Aunque Esteve destacó especialmente, también pudimos ver una gran caracterización de los personajes de Federico García Lorca y Miguel Hernández, interpretados por Airam Hernández y José Antonio López respectivamente. Federico fue caracterizado como la leyenda que le precede le describe: natural, con una aureola de grandeza siguiéndole como si de una figura mítica se tratase. Así sonó Airam Hernández, potente, natural y muy seguro de sí mismo. Miguel Hernández sonó más militar y solemne de lo que me hubiera imaginado. Emulando el carácter de los líderes de las milicias republicanas, José Antonio López recordó más a un personaje como Enrique Líster que al sonriente Miguel Hernández. No obstante, encajó la voz potente y ronca con el rol otorgado al personaje y por ello daremos la licencia por válida. Por el contrario, no convenció la voz de Borja Quiza en el papel de Vicente Aleixandre. No por fallo del cantante gallego, sino porque exige una voz con mayor peso y solemnidad que, hoy por hoy, el barítono acostumbrado al repertorio rossiniano y de zarzuela, aún no tiene.

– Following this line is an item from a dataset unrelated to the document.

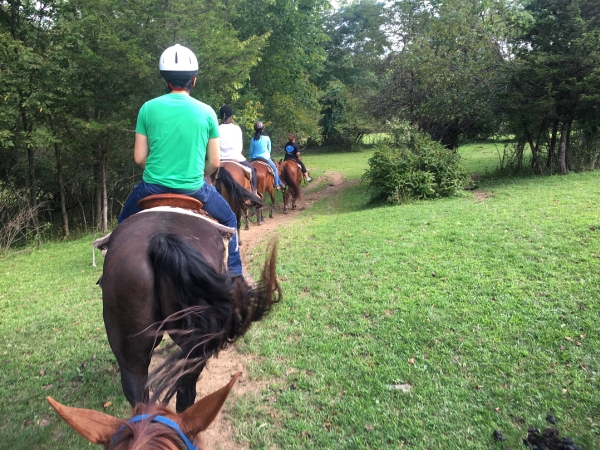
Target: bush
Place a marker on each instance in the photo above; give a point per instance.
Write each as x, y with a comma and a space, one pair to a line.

Airam Hernández (Federico García Lorca) y Borja Quiza (Vicente Aleixandre) en primer plano
© Javier del Real | Teatro Real
No tuvieron tanto protagonismo las voces de Alfonso, Manuela y Setefilla –interpretados por Mikeldi Atxalandabaso, Magdalena Aizpurua y Ana Ibarra respectivamente– ya que la historia de su triángulo amoroso no se terminó de entender y la propuesta escénica estática hasta la médula no ayudó a ello. Sin embargo, nos dejaron momentos reseñables como el dúo final entre Atxalandabaso e Ibarra. También en otros números de conjunto brilló la pluma de De Pablo mucho más sobresaliente que en los momentos solistas. Es excelente el motete que se escucha en el entierro de Ortega y Gasset o el inicio para coro de niños en el que consigue crear un ambiente para meter al espectador completamente en la historia.

El tenor Mikeldi Atxalandabaso (Alfonso)
© Javier del Real | Teatro Real

He dejado, a propósito, lo mejor de la ópera para el final, que no es otra cosa que la excelente música de Luis de Pablo. La obra está repleta de variedad, pero a la vez uno siente que todo está conectado. El compositor bilbaíno usa una gran paleta de recursos para crear diferentes escenas, ambientes y sonoridades. Por ejemplo, mezcla timbres para crear sonoridades oníricas, nostálgicas o alegres a voluntad que se trasladan con precisión al oyente; incluye ritmos que nos recuerdan ora a la infancia, ora a la guerra. O, de repente, crea una escena en la que, aun usando instrumentos diferentes nos es imposible no pensar en las Saetas del silencio. En El abrecartas se puede apreciar también la maestría que Luis de Pablo fraguó poniendo banda sonora a las películas de Carlos Saura. Muchas veces podemos escuchar cómo no nos damos cuenta de que la música instrumental sigue ahí hasta que se vuelve especialmente relevante. Es un gran talento el saber destacar en ciertos momentos y en otros pasar a un segundo plano. Luis de Pablo hace gala de él en El abrecartas, pero no hubiera sido posible sin la excelente dirección de Fabián Panisello, en la que se aprecia el profundo conocimiento del director tanto de la obra como del estilo compositivo del que fuera su maestro.

En resumidas cuentas nos encontramos con una partitura excelente para un libreto que no lo es tanto. Quizás algo más de dinamismo en la dirección de escena hubiera ayudado a estar a la altura de lo que se espera de una de las generaciones más ilustres de poetas y artistas.